Passer de 30 cigarettes par jour à l’e-cigarette demeure financièrement intéressant malgré les accises.” – Natacha Gusbin (hôpital de La Citadelle)

Plan équilibré ?

A La Citadelle, Adrien Meunier, infirmier tabacologue en charge de la consultation e-cigarette, voit de plus en plus de jeunes. “Ils viennent nous voir pour évaluer l’impact des puffs sur la santé mais aussi sur l’environnement. Ils sont surpris qu’ils puissent contenir de la nicotine et ont l’impression d’avoir été manipulés. Pour le reste, nous recevons surtout des patients très nicotino-dépendants qui veulent arrêter de fumer. L’idéal est de combiner des patchs avec l’e-cigarette qui est une façon modulaire de recevoir de la nicotine et permet de gérer des pics. Je ne cesse de répéter que la nicotine n’est pas nocive ! Nous conseillons d’utiliser des appareils récents qui chauffent moins le liquide et de choisir des arômes peu sucrés donc moins néfastes. Les nouveaux liquides avec sels de nicotine sont aussi très efficaces car ils imitent quasiment le pic d’une clope classique.”

Ces deux témoignages confirment donc tout l’intérêt de l’e-cigarette dans le sevrage tabagique. Pourquoi diable la taxer aussi fort ? D’autant que les produits NRT (Nicotine Replacement Therapy) comme les patchs demeurent, eux, très chers.

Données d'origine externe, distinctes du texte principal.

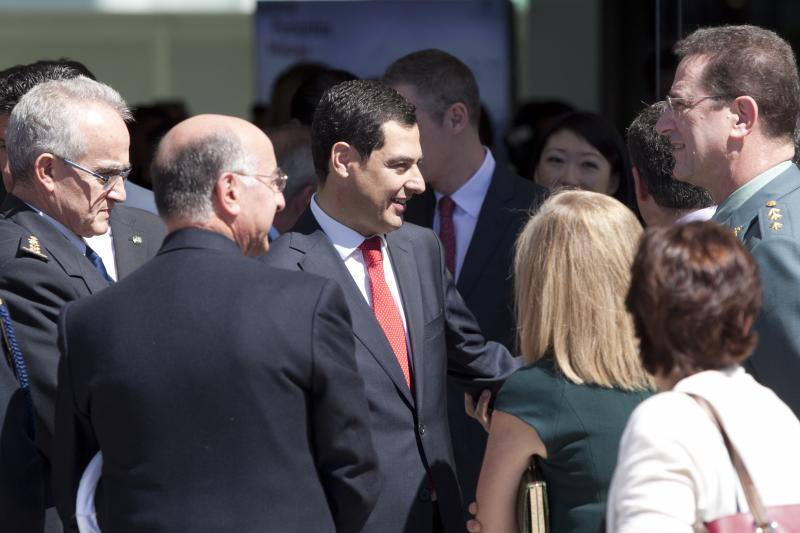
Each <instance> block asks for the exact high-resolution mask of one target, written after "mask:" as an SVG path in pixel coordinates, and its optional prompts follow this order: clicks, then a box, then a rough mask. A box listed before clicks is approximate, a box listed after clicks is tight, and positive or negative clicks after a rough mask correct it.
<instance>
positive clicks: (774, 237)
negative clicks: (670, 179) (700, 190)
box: [656, 26, 800, 414]
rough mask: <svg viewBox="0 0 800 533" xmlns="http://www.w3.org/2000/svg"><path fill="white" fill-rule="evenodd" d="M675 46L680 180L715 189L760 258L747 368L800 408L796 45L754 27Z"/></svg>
mask: <svg viewBox="0 0 800 533" xmlns="http://www.w3.org/2000/svg"><path fill="white" fill-rule="evenodd" d="M675 53H676V54H677V55H678V57H679V58H680V59H681V61H680V64H679V65H678V69H677V71H676V73H675V79H674V81H673V83H672V88H671V89H670V92H669V95H668V96H667V110H666V111H665V113H664V114H663V115H662V116H661V118H660V119H659V121H658V123H657V124H656V129H657V130H658V132H659V133H661V134H664V135H668V136H669V139H670V143H671V145H672V150H673V154H674V156H675V168H674V171H673V173H674V176H675V178H676V179H679V180H681V181H686V182H689V183H691V184H693V185H697V186H700V187H704V188H705V189H707V190H708V191H709V192H711V195H712V197H713V198H714V200H715V201H716V202H717V203H718V204H719V208H718V210H717V212H716V214H715V215H714V217H713V220H715V221H717V222H719V223H720V224H724V225H726V226H728V227H730V228H731V231H733V232H734V234H736V236H737V237H739V239H741V240H742V241H743V243H744V244H745V246H746V247H747V248H748V250H750V252H751V253H752V254H753V256H754V257H755V258H756V260H757V261H758V265H759V268H760V276H761V282H762V285H763V291H764V293H763V294H764V296H763V297H764V304H763V308H762V311H761V314H760V315H759V316H758V318H757V319H756V323H755V325H754V327H755V328H756V331H757V332H758V335H759V342H758V346H757V348H756V350H755V352H754V354H753V355H752V357H751V358H750V359H749V361H748V363H747V367H748V370H749V371H750V372H751V373H752V374H753V375H754V376H755V377H756V378H757V379H758V380H759V381H761V382H762V383H764V384H765V385H767V386H769V387H771V388H772V389H773V390H774V391H775V392H776V393H777V394H778V396H780V397H781V399H782V400H783V401H784V402H786V403H787V404H788V405H789V406H790V407H791V408H792V409H793V410H794V412H795V414H800V386H798V383H797V382H798V380H800V222H798V223H797V224H793V221H792V218H793V217H798V216H800V170H798V168H797V166H796V165H795V164H794V163H793V162H792V159H793V158H794V155H795V149H794V132H795V129H796V128H797V120H798V116H799V115H800V79H799V78H798V72H797V66H796V62H795V56H794V53H793V52H792V49H791V47H790V46H789V44H788V43H787V42H786V41H784V40H783V39H782V38H781V37H779V36H778V35H777V34H775V33H773V32H771V31H769V30H765V29H763V28H758V27H755V26H722V27H716V28H704V29H700V30H697V31H695V32H694V33H692V34H691V35H689V36H688V37H686V38H684V39H683V40H681V41H679V42H678V43H677V44H676V45H675ZM730 297H731V298H736V295H735V294H731V295H730Z"/></svg>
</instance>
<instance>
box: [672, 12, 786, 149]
mask: <svg viewBox="0 0 800 533" xmlns="http://www.w3.org/2000/svg"><path fill="white" fill-rule="evenodd" d="M675 54H676V55H677V56H678V57H679V58H681V59H683V58H686V57H687V56H704V57H706V58H707V61H708V63H707V64H706V67H705V69H704V70H703V73H702V77H701V80H700V83H701V85H702V87H703V88H704V89H705V91H706V92H705V94H704V95H690V96H705V95H722V96H726V97H729V98H736V97H737V96H750V97H752V98H753V99H754V100H755V101H756V103H757V104H758V110H759V117H760V118H761V120H762V121H763V123H764V132H765V134H766V135H767V136H769V137H773V138H775V137H784V138H786V139H787V140H789V139H793V134H794V131H795V128H796V126H797V117H798V115H800V78H798V73H797V64H796V62H795V57H794V52H793V51H792V47H791V46H790V45H789V43H787V42H786V41H784V40H783V39H782V38H781V37H780V36H778V34H776V33H775V32H772V31H770V30H766V29H764V28H759V27H757V26H719V27H715V28H701V29H699V30H697V31H695V32H693V33H692V34H691V35H689V36H688V37H686V38H684V39H682V40H680V41H678V42H677V43H676V44H675Z"/></svg>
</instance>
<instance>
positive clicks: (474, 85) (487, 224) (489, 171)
mask: <svg viewBox="0 0 800 533" xmlns="http://www.w3.org/2000/svg"><path fill="white" fill-rule="evenodd" d="M384 82H385V83H388V84H389V85H391V86H392V87H393V88H394V89H396V90H397V92H399V93H400V94H402V95H403V96H404V97H405V98H406V99H407V100H408V101H409V102H411V103H412V104H414V106H415V107H416V113H417V120H418V122H419V130H420V141H421V144H422V153H423V154H424V155H425V158H424V159H423V160H422V161H421V162H420V170H421V171H422V175H423V177H424V178H425V183H426V185H427V189H426V191H425V193H423V194H422V195H420V196H417V197H415V198H414V199H412V200H411V201H410V202H409V203H408V205H407V211H406V220H407V221H408V222H413V223H414V224H419V225H420V226H425V227H427V228H433V229H434V231H436V232H437V233H438V234H439V238H440V239H441V241H442V244H443V245H444V249H445V257H446V258H447V266H448V270H449V271H450V272H451V273H452V275H453V279H454V280H455V282H456V287H457V288H458V292H459V293H460V294H461V295H462V296H463V298H464V301H465V302H466V304H467V307H468V308H469V310H470V311H472V313H473V314H474V315H475V318H476V319H477V320H478V324H479V325H480V327H481V331H482V332H483V335H484V336H485V337H486V338H487V339H489V340H493V341H497V342H501V343H503V344H504V345H505V346H506V347H507V348H508V349H509V350H513V347H514V342H515V335H516V324H515V320H514V314H513V312H512V308H513V302H512V278H511V262H512V256H513V251H514V242H515V240H516V238H517V235H518V234H519V232H520V230H521V229H522V226H523V225H524V224H525V222H526V221H527V220H528V217H529V216H530V212H531V210H532V209H535V208H536V206H538V205H539V203H541V201H542V200H543V199H544V196H545V194H546V191H545V189H544V188H542V187H540V186H538V185H536V184H535V183H533V182H532V181H530V180H526V179H523V178H521V177H519V176H517V175H515V174H514V173H512V172H511V171H509V170H507V169H506V168H504V165H503V163H502V162H498V161H495V159H494V157H493V155H492V151H491V150H490V149H489V147H486V146H483V145H482V144H481V140H480V137H479V135H478V125H479V122H480V93H479V91H478V84H477V82H476V81H475V76H474V75H473V74H472V71H471V70H470V69H469V67H468V66H467V65H465V64H464V63H463V62H461V61H460V60H459V59H458V58H456V57H454V56H452V55H450V54H448V53H447V52H443V51H442V50H433V49H431V50H422V51H419V52H414V53H411V54H408V55H406V56H403V57H401V58H400V59H398V60H397V61H395V62H394V63H392V64H391V65H390V66H389V68H388V69H387V70H386V73H385V74H384ZM462 398H463V391H462V390H461V388H460V387H458V386H457V385H456V384H455V383H451V384H450V386H449V387H448V409H449V412H450V431H451V432H452V435H453V451H454V453H455V458H456V466H457V468H458V478H459V481H460V482H461V489H462V491H463V492H464V499H465V502H466V503H468V502H472V501H474V499H475V488H476V486H477V483H478V474H479V472H480V466H481V459H482V458H483V452H484V449H485V447H486V432H485V431H484V430H483V428H482V427H481V426H479V425H478V424H476V423H475V421H474V420H471V419H470V418H468V417H467V415H466V414H465V412H464V408H463V405H462V404H463V400H462Z"/></svg>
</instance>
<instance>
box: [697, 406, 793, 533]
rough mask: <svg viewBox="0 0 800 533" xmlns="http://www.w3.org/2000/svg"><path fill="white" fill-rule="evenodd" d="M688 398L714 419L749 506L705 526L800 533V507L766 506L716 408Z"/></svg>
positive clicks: (710, 416)
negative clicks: (717, 411) (737, 512)
mask: <svg viewBox="0 0 800 533" xmlns="http://www.w3.org/2000/svg"><path fill="white" fill-rule="evenodd" d="M689 396H691V397H692V398H693V399H694V400H695V401H696V402H697V403H698V404H700V407H702V408H703V410H705V412H706V413H708V416H710V417H711V420H713V422H714V424H715V425H716V426H717V428H718V429H719V432H720V433H721V434H722V440H723V441H724V442H725V447H726V448H727V449H728V455H730V458H731V463H733V468H734V469H735V470H736V475H737V476H739V482H740V483H741V484H742V490H744V495H745V498H746V499H747V505H748V506H749V507H750V511H748V512H744V513H736V514H733V515H729V516H723V517H722V518H717V519H716V520H713V521H711V522H706V524H705V526H706V528H707V530H708V531H709V533H745V532H747V533H753V532H756V533H772V532H775V533H800V504H793V505H773V506H771V507H765V506H764V502H763V501H762V500H761V496H759V494H758V491H757V490H756V486H755V484H754V483H753V479H752V478H751V477H750V473H749V472H748V471H747V467H745V465H744V462H742V458H741V456H740V455H739V452H738V451H736V447H735V446H734V445H733V443H732V442H731V440H730V438H728V433H727V432H726V431H725V427H724V426H723V425H722V421H721V420H720V419H719V416H718V415H717V412H716V410H715V409H714V406H712V405H711V404H710V403H709V402H708V400H706V399H705V398H703V397H701V396H697V395H695V394H689Z"/></svg>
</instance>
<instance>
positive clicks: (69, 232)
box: [25, 202, 117, 281]
mask: <svg viewBox="0 0 800 533" xmlns="http://www.w3.org/2000/svg"><path fill="white" fill-rule="evenodd" d="M25 205H27V206H28V207H30V208H31V209H33V210H34V211H36V213H38V214H39V216H41V217H42V218H44V219H45V220H47V221H48V222H50V223H51V224H52V225H53V226H55V228H56V229H57V230H58V231H59V232H60V233H61V234H62V235H63V236H64V237H66V238H67V240H68V241H69V242H71V243H72V244H74V245H75V247H76V248H77V249H78V250H79V251H80V252H81V254H83V255H86V245H87V244H88V245H89V246H90V247H91V248H92V250H94V251H95V253H97V255H98V256H100V259H101V260H102V261H103V266H104V267H106V272H108V275H109V276H111V278H112V279H113V280H114V281H117V265H116V263H115V262H114V245H113V241H112V240H111V226H109V227H108V231H106V232H105V233H104V234H103V235H95V236H94V237H84V238H81V237H78V236H77V235H75V234H74V233H73V232H72V231H71V230H69V229H67V227H66V226H65V225H64V224H62V223H61V222H59V221H58V220H56V219H54V218H53V217H51V216H50V215H48V214H47V213H45V212H44V211H42V210H41V209H38V208H36V207H34V206H32V205H31V204H29V203H27V202H26V204H25Z"/></svg>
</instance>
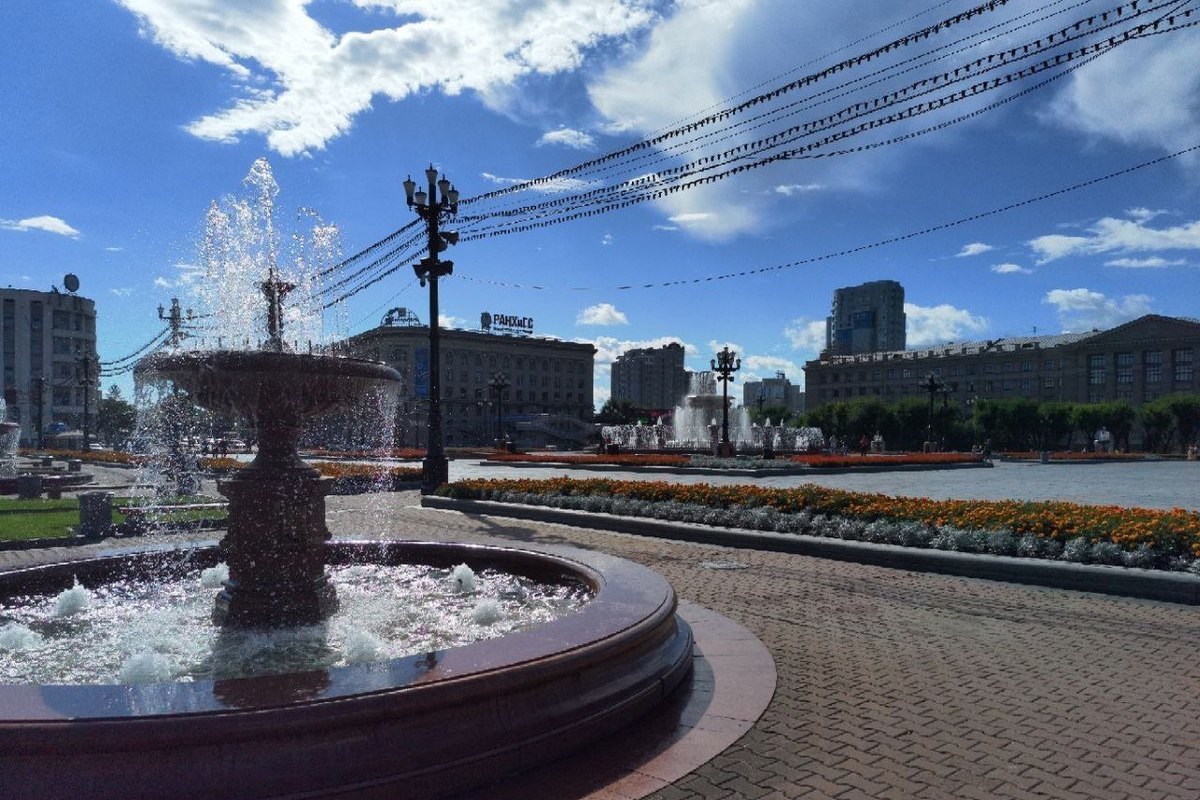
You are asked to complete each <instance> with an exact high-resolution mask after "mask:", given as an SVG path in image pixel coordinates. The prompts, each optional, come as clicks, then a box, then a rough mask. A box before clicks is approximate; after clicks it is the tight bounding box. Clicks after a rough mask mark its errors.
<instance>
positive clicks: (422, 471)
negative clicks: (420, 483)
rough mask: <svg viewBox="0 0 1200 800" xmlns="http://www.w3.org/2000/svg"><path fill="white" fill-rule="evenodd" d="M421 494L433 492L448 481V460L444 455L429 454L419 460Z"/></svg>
mask: <svg viewBox="0 0 1200 800" xmlns="http://www.w3.org/2000/svg"><path fill="white" fill-rule="evenodd" d="M421 470H422V471H421V494H433V493H434V492H436V491H437V489H438V487H439V486H442V485H443V483H448V482H449V481H450V462H449V461H448V459H446V457H445V456H431V457H428V458H426V459H425V461H422V462H421Z"/></svg>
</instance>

” Je trouve le plan tabac fort nuancé, explique Suzanne Gabriels, experte en prévention du tabagisme à la Fondation contre le Cancer. Il faut trouver un équilibre qui permette de dissuader les jeunes de vapoter sans diaboliser un produit utile pour les fumeurs. C’est très compliqué. Je comprends le souhait du politique de lever des accises. Le but de l’e-cigarette est d’aider à se sevrer. Son usage doit donc être temporaire. C’est dans ce rôle-là que nous l’acceptons. Du coup, l’impact des accises n’est pas si important. Quant aux produits NRT dont le rôle et la sécurité sont bien documentés, il faut en baisser le prix. Le plan du ministre parle d’un remboursement à l’étude avec décision au printemps prochain. Pour nous, c’est essentiel. J’ajouterais enfin que les magasins d’e-cigarettes ne sont pas obligés de répercuter les nouvelles accises sur leurs clients. Selon moi, leurs marges sont bien plus grandes que pour la cigarette classique.”